O P... sempre foi uma criança muito meiga, muito educada e muito inteligente e, por isso, ficou no coração e na recordação de todos os militares da Companhia de Cavalaria 3508, sediada no Chai.
Não foi surpresa quando, no fim da comissão da nossa companhia, surgiram militares (entre os quais eu próprio) dispostos a adotá-lo.
Essa adoção acabou por recair (e bem) na pessoa do Dr. M... (médico do batalhão), até porque o médico residia, na altura, em Lourenço Marques, atual Maputo e, dessa forma, o P... poderia manter-se moçambicano e a viver na sua terra natal, podendo no futuro reencontrar os seus, se ainda fossem vivos.
Na sequência da descolonização, também o Dr. M... se viu obrigado a vir para Portugal, trazendo consigo o seu filho adotivo P..., o qual foi crescendo e hoje é um dos elementos dum importante conjunto musical português.
Portanto, faz 41 anos que a vida do P... sofreu uma mudança radical.
Não é fácil concluir se terá sido para melhor ou para pior.
Uma certeza existe, terá tido muito carinho dos militares da companhia e dos seus pais adotivos.
Mas o que terá sido feito dos seus pais legítimos?... Como teriam ficado ao perderem um filho de tenra idade?...

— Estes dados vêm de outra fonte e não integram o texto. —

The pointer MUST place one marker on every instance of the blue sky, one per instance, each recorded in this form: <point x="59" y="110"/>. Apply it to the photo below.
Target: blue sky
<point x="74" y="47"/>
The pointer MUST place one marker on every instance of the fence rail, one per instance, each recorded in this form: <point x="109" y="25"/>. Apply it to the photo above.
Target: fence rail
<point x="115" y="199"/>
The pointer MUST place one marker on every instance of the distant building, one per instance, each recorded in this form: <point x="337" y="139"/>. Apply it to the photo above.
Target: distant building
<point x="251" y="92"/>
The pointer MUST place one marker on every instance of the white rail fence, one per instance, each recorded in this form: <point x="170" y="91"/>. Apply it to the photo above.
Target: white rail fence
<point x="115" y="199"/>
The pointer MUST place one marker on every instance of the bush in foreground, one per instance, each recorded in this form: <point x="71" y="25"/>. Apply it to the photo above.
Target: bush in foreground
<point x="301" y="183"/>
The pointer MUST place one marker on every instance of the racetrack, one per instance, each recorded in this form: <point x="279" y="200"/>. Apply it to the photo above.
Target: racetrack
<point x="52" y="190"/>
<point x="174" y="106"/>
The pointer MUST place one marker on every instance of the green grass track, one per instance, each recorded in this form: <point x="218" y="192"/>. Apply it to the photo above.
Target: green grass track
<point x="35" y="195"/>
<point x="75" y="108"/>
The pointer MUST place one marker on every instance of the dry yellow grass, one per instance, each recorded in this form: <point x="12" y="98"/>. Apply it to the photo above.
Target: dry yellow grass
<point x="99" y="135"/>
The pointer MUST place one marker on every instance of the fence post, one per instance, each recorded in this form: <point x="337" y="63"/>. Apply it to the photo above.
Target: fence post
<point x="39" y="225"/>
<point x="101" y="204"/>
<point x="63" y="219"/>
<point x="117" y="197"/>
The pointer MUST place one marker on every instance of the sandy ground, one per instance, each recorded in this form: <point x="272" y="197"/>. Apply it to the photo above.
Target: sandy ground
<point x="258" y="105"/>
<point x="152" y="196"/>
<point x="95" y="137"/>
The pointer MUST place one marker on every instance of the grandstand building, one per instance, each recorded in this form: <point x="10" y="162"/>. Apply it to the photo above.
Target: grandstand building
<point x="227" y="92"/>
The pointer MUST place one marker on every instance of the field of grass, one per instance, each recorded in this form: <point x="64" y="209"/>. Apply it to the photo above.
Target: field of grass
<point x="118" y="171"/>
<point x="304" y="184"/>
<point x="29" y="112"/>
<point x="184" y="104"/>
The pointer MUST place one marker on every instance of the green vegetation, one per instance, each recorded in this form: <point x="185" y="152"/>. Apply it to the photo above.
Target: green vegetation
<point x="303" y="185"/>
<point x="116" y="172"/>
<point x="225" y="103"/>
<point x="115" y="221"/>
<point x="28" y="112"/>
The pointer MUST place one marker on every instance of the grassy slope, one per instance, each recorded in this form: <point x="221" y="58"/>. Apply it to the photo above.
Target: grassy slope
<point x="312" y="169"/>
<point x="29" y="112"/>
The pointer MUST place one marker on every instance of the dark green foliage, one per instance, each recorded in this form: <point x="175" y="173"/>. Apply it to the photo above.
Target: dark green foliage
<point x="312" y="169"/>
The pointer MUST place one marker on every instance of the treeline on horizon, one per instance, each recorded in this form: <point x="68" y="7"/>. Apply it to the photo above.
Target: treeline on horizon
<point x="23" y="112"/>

Os seus pais serão vivos?...
Terão sobrevivido às duas guerras?
Que saibamos, não existem respostas para estas perguntas e nada foi feito para um eventual reencontro.
A guerra semeia a morte e a destruição, destrói a são convivência entre as pessoas e cria o caos na vida das famílias e das sociedades...
Resta-nos a consciência de que todos os militares da 3508 procuraram contribuir para que o P... tivesse uma vida, que não sendo a que lhe estava reservada, fosse a melhor possível.